Search code examples
pythonpandasdataframepandas-loc

Change value in pandas after chained loc and iloc


I have the following problem: in a df, I want to select specific rows and a specific column and in this selection take the first n elements and assign a new value to them. Naively, I thought that the following code should do the job:

import seaborn as sns
import pandas as pd

df = sns.load_dataset('tips')
df.loc[df.day=="Sun", "smoker"].iloc[:4] = "Yes"

Both of the loc and iloc should return a view into the df and the value should be overwritten. However, the dataframe does not change. Why?

I know how to go around it -- creating a new df first just with the loc, then changing the value using iloc and updating back the original df (as below).

But a) I do not think it's optimal, and b) I would like to know why the top solution does not work. Why does it return a copy and not a view of a view?

The alternative solution:

df = sns.load_dataset('tips')
tmp = df.loc[df.day=="Sun", "smoker"]
tmp.iloc[:4] = "Yes"
df.loc[df.day=="Sun", "smoker"] = tmp

Note: I have read the docs, this really great post and this question but they don't explain this. Their concern is the difference between df.loc[mask,"z] and the chained df["z"][mask].


Solution

  • I believe df.loc[].iloc[] is a chained assignment case and pandas doesn't guarantee that you will get a view at the end. From the docs:

    Whether a copy or a reference is returned for a setting operation, may depend on the context. This is sometimes called chained assignment and should be avoided.

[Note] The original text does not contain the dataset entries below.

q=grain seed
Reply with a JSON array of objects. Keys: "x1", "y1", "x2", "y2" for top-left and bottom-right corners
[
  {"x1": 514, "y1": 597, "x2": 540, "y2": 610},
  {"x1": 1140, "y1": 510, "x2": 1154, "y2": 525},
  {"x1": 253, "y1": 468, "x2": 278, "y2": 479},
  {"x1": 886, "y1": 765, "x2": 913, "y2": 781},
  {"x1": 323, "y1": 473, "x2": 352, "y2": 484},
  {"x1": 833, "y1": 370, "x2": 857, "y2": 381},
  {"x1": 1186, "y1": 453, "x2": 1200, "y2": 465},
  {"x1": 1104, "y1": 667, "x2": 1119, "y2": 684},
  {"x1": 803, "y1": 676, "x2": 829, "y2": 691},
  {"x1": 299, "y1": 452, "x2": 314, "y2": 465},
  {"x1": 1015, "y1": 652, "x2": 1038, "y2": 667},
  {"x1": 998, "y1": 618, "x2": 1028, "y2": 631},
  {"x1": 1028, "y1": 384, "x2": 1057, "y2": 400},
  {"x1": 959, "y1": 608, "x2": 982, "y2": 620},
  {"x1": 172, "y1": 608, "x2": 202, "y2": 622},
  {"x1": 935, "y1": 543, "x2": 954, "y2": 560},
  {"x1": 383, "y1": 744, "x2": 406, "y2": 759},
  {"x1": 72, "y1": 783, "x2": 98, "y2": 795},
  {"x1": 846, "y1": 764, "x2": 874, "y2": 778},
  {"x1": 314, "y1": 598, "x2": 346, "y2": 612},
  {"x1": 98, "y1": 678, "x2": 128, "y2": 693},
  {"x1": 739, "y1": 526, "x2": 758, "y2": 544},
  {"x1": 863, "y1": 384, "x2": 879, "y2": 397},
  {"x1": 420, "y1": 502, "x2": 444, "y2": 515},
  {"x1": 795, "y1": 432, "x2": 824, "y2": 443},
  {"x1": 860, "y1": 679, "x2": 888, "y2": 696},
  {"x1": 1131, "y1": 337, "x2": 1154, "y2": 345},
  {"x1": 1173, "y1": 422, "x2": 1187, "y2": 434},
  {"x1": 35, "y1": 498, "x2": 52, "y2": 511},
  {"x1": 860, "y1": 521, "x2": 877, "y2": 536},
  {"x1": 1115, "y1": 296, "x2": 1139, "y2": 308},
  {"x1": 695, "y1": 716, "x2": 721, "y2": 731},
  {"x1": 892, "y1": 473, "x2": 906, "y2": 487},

    Since you have a filtering condition in loc, pandas will create a new pd.Series and than will apply an assignment to it. For example the following will work because you'll get the same series as df["smoker"]:

    df.loc[:, "smoker"].iloc[:4] = 'Yes'
    

    But you will get SettingWithCopyWarning warning.

    You need to rewrite your code so that pandas handles this as a single loc entity.

    Another possible workaround:

    df.loc[df[df.day=="Sun"].index[:4], "smoker"] = 'Yes'